If you have placed your faith in Christ, you are not your last name, your financial or social status, your career, your school, or your reputation. You are Christ’s.
Excerpt from John MacArthur’s book, Slave: The Hidden Truth About Your Identity in Christ:
“I am a Christian.”
The young man said nothing else as he stood before the Roman governor, his life hanging in the balance. His accusers pressed him again, hoping to trip him up or force him to recant. But once more he answered with the same short phrase. “I am a Christian.”
It was the middle of the second century, during the reign of emperor Marcus Aurelius. Christianity was illegal, and believers throughout the Roman Empire faced the threat of imprisonment, torture, or death. Persecution was especially intense in southern Europe, where Sanctus, a deacon from Vienna, had been arrested and brought to trial. The young man was repeatedly told to renounce the faith he professed. But his resolve was undeterred. “I am a Christian.” No matter what question he was asked, he always gave the same unchanging answer. According to the ancient church historian Eusebius, Sanctus “girded himself against [his accusers] with such firmness that he would not even tell his name, or the nation or city to which he belonged, or whether he was bond or free, but answered in the Roman tongue to all their questions, ‘I am a Christian.’ ”

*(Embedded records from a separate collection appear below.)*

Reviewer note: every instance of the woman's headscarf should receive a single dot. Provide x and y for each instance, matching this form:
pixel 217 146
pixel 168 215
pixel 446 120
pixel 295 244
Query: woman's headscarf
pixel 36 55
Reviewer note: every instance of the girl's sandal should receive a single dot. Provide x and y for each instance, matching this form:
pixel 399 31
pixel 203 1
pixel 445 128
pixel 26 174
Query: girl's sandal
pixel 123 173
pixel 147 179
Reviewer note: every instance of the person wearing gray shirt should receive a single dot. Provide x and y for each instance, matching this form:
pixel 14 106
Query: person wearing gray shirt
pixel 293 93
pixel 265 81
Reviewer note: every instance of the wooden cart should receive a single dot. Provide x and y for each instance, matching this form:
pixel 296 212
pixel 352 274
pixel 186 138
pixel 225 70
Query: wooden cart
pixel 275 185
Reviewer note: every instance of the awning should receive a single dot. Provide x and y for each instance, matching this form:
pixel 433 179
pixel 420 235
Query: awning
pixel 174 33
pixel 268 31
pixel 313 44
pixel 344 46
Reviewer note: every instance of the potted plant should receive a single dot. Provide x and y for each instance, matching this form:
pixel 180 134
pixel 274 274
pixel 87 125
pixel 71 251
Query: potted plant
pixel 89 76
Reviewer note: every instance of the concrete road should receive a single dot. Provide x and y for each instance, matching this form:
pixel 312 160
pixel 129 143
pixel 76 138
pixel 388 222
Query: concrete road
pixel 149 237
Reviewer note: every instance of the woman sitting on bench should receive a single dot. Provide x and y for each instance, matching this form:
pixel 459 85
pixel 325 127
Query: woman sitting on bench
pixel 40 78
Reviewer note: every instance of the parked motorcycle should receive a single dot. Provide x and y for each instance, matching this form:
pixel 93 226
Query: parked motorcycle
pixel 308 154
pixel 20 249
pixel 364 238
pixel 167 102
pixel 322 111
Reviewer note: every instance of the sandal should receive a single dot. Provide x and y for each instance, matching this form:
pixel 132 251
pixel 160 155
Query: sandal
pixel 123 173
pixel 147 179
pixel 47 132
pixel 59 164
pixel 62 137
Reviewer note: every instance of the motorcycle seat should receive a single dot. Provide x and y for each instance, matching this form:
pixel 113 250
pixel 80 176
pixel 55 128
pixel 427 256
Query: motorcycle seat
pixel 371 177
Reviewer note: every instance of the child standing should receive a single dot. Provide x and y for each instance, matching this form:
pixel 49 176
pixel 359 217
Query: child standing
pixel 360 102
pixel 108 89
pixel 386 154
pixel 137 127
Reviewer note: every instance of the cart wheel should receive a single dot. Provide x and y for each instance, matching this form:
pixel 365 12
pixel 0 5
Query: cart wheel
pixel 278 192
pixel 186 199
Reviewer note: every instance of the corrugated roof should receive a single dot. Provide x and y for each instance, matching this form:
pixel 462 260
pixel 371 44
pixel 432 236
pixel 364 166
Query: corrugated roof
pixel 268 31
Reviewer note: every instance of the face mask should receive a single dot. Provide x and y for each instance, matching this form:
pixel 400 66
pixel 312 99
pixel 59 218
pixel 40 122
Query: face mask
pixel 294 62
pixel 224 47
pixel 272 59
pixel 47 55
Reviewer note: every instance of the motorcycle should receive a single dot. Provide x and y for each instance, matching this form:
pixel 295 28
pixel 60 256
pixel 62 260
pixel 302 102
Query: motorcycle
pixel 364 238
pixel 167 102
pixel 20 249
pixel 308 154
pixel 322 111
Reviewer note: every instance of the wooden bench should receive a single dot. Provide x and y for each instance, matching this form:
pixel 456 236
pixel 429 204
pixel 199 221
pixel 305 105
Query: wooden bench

When at last it became obvious that he would say nothing else, he was condemned to severe torture and a public death in the amphitheater. On the day of his execution, he was forced to run the gauntlet, subjected to wild beasts, and fastened to a chair of burning iron. Throughout all of it, his accusers kept trying to break him, convinced that his resistance would crack under the pain of torment. But as Eusebius recounted, “Even thus they did not hear a word from Sanctus except the confession which he had uttered from the beginning.” His dying words told of an undying commitment. His rallying cry remained constant throughout his entire trial. “I am a Christian.”
For Sanctus, his whole identity—including his name, citizenship, and social status—was found in Jesus Christ. Hence, no better answer could have been given to the questions he was asked. He was a Christian, and that designation defined everything about him.
This same perspective was shared by countless others in the early church. It fueled their witness, strengthened their resolve, and confounded their opponents. When arrested, these courageous believers would confidently respond as Sanctus had, with a succinct assertion of their loyalty to Christ.
Following Jesus Christ was the sum of their entire existence. At the moment when life itself was on the line, nothing else mattered besides identifying themselves with Him.
For these faithful believers, the name “Christian” was much more than a general religious designation. It defined everything about them, including how they viewed both themselves and the world around them. The label underscored their love for a crucified Messiah along with their willingness to follow Him no matter the cost. It told of the wholesale transformation God had produced in their hearts, and witnessed to the fact that they had been made completely new in Him. They had died to their old way of life, having been born again into the family of God. Christian was not simply a title, but an entirely new way of thinking—one that had serious implications for how they lived—and ultimately how they died.